Haulotte sales grow as pressures persist

By Euan Youdale19 October 2022

Haulotte has reported positive revenues in the third quarter of its financial year.

The French MEWP manufacturer said the results had come in an environment of persistent supply chain difficulties for some components that affected deliveries and combined with the pressures of rising inflation and the energy crisis in Europe.

Haulotte HS15 E PRO Haulotte’s 15m working height HS15 E

In the third quarter of 2022, Haulotte recorded consolidated revenues of €140 million, up 17% compared to the same period last year. For the nine months up until the end of September, consolidated sales stood at €429.1 million, compared to €355.3 million last year, an increase of 16% between the two periods.

In Europe, the Group recorded sales growth of 10% for the first nine months of the year, despite the invasion of Ukraine and its consequences for its activities on the Russian market, it said. 

In Asia-Pacific, Haulotte achieved its best performance of the year in the third quarter, with cumulative sales up 43%, mainly driven by Australia.

In North America, Haulotte recorded a 9% increase in sales.

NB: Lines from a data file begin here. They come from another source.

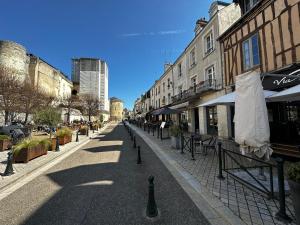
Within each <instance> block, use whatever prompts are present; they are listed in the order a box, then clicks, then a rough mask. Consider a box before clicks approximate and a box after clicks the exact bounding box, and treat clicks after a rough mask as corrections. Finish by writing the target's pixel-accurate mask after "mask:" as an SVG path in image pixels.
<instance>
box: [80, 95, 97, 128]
mask: <svg viewBox="0 0 300 225" xmlns="http://www.w3.org/2000/svg"><path fill="white" fill-rule="evenodd" d="M80 99H81V102H82V112H83V114H85V115H87V116H88V117H89V122H90V121H91V117H92V116H97V115H98V114H99V107H100V102H99V99H98V98H97V97H95V96H93V95H90V94H84V95H81V98H80Z"/></svg>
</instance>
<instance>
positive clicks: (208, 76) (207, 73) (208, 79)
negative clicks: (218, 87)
mask: <svg viewBox="0 0 300 225" xmlns="http://www.w3.org/2000/svg"><path fill="white" fill-rule="evenodd" d="M210 69H213V70H212V73H211V78H209V74H208V71H209V70H210ZM210 79H211V80H212V81H213V80H215V79H216V68H215V65H214V64H212V65H210V66H208V67H206V68H205V80H210Z"/></svg>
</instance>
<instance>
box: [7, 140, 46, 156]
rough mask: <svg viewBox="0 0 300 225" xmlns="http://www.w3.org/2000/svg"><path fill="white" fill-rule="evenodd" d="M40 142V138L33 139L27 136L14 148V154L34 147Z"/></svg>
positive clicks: (14, 147) (14, 154)
mask: <svg viewBox="0 0 300 225" xmlns="http://www.w3.org/2000/svg"><path fill="white" fill-rule="evenodd" d="M39 143H40V141H39V140H33V139H31V138H26V139H23V140H22V141H20V142H19V143H18V144H16V145H15V146H14V148H13V152H14V155H17V154H18V153H19V152H20V151H21V150H22V149H26V148H32V147H35V146H37V145H38V144H39Z"/></svg>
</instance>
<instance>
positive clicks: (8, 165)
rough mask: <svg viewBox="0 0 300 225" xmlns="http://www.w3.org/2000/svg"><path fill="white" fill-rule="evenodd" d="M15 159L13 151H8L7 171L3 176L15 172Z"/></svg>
mask: <svg viewBox="0 0 300 225" xmlns="http://www.w3.org/2000/svg"><path fill="white" fill-rule="evenodd" d="M13 159H14V156H13V153H12V152H11V151H9V152H8V153H7V163H6V168H5V171H4V173H3V175H2V176H10V175H12V174H14V168H13V166H12V164H13Z"/></svg>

Growth in this zone is still driven by the scaffolding business, said the company, with a 27% increase, while sales of MEWPs were a slight increase of 2%, despite a record logbook. In Latin America, the Group’s sales increased by 21%, driven by the market in Brazil.

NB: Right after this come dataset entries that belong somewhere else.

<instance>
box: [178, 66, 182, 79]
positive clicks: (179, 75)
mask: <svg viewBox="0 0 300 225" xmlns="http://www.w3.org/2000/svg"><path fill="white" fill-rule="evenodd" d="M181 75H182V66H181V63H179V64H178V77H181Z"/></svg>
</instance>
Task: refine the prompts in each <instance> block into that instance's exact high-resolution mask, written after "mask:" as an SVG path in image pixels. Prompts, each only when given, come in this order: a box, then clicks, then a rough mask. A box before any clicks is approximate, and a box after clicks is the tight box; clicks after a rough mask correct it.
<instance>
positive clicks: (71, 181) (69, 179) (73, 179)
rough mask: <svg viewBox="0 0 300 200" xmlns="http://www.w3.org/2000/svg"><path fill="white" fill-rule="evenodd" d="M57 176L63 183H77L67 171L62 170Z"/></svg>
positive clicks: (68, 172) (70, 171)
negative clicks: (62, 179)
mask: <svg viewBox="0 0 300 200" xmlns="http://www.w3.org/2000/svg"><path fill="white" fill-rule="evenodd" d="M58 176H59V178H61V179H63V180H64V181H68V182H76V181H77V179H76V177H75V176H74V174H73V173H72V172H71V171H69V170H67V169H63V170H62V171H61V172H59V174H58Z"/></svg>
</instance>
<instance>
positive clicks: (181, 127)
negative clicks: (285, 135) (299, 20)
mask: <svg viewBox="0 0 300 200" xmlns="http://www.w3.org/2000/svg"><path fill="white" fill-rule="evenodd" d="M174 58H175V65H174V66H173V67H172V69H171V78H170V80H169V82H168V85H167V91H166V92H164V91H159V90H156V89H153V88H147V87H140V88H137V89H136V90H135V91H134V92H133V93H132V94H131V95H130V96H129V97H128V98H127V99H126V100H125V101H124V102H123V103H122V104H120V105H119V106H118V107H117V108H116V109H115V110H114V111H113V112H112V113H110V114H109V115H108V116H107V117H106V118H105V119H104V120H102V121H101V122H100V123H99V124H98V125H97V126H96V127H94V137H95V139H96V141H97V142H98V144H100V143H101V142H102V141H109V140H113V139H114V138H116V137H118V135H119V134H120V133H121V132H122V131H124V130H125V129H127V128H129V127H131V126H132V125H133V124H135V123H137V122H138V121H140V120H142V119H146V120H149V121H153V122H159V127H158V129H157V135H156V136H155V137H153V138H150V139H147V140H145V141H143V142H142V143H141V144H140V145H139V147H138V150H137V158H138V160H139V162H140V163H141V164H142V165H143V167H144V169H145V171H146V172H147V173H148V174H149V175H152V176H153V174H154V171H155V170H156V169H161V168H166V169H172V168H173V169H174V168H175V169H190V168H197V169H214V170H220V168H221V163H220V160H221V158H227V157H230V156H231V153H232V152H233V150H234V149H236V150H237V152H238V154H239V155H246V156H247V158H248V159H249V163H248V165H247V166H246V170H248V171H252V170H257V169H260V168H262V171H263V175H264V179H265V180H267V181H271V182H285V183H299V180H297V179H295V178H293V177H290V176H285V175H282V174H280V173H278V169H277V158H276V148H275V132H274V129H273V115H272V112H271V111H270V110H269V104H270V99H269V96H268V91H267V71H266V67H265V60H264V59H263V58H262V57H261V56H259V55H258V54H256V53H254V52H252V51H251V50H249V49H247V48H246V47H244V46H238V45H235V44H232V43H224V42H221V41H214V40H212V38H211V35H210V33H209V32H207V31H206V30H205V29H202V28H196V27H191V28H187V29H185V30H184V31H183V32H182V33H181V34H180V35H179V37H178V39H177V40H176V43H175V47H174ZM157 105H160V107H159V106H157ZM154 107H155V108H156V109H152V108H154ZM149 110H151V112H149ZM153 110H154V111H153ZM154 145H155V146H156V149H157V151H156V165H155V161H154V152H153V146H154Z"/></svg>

At the end of September 2022, equipment sales were up 16%, rental activity was up 18% and service activities were up 12%.

In the context of continual supply difficulties, driven by an historically high order book that is still increasing, Haulotte forecasts a total sales growth close to 20% for the full 2022 year.

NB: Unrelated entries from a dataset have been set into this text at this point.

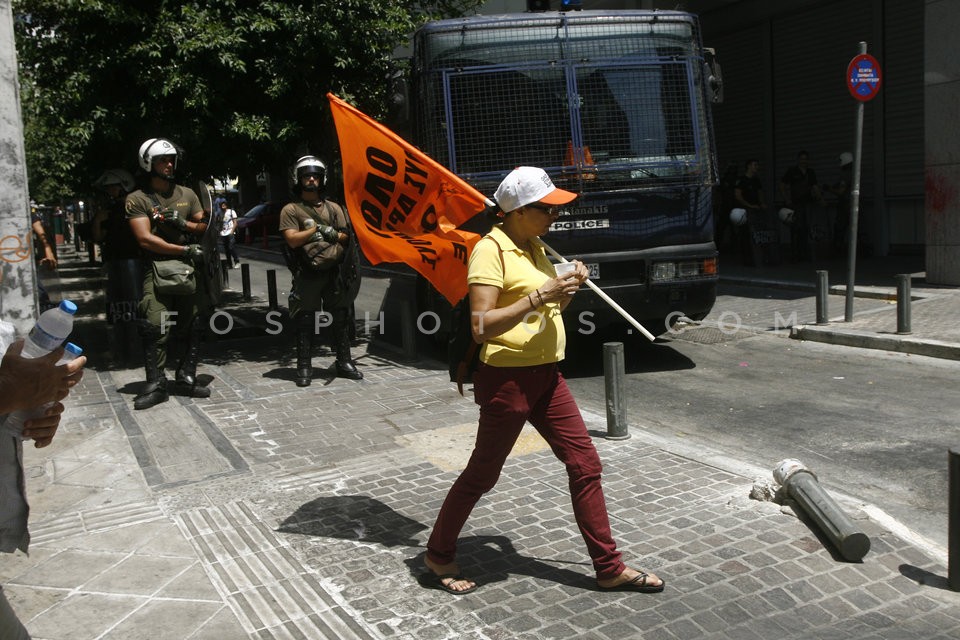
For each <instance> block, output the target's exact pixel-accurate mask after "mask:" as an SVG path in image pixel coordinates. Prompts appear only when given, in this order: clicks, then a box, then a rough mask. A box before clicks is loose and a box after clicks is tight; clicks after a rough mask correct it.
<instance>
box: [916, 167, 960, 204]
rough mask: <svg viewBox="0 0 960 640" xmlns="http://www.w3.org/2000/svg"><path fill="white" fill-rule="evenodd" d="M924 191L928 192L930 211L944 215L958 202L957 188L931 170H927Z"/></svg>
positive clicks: (926, 198) (926, 192)
mask: <svg viewBox="0 0 960 640" xmlns="http://www.w3.org/2000/svg"><path fill="white" fill-rule="evenodd" d="M923 189H924V191H925V192H926V199H927V210H929V211H936V212H937V213H943V212H944V211H946V210H947V208H948V207H950V206H951V205H953V204H954V203H955V202H956V200H957V186H956V185H955V184H953V183H952V182H950V181H949V180H947V179H946V178H945V177H944V176H943V175H942V174H940V173H936V172H934V171H933V170H931V169H928V170H927V174H926V177H925V179H924V185H923Z"/></svg>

Nevertheless, the challenges in the market still make it difficult for the company to make full predictions for the year. “Given the many uncertainties that remain, reinforced by the energy crisis that is getting more significant since the summer, Haulotte Group is still not in a position to confirm, at this stage, its current operating margin objectives for 2022, but does not expect a significant improvement in the second semester versus the first semester.”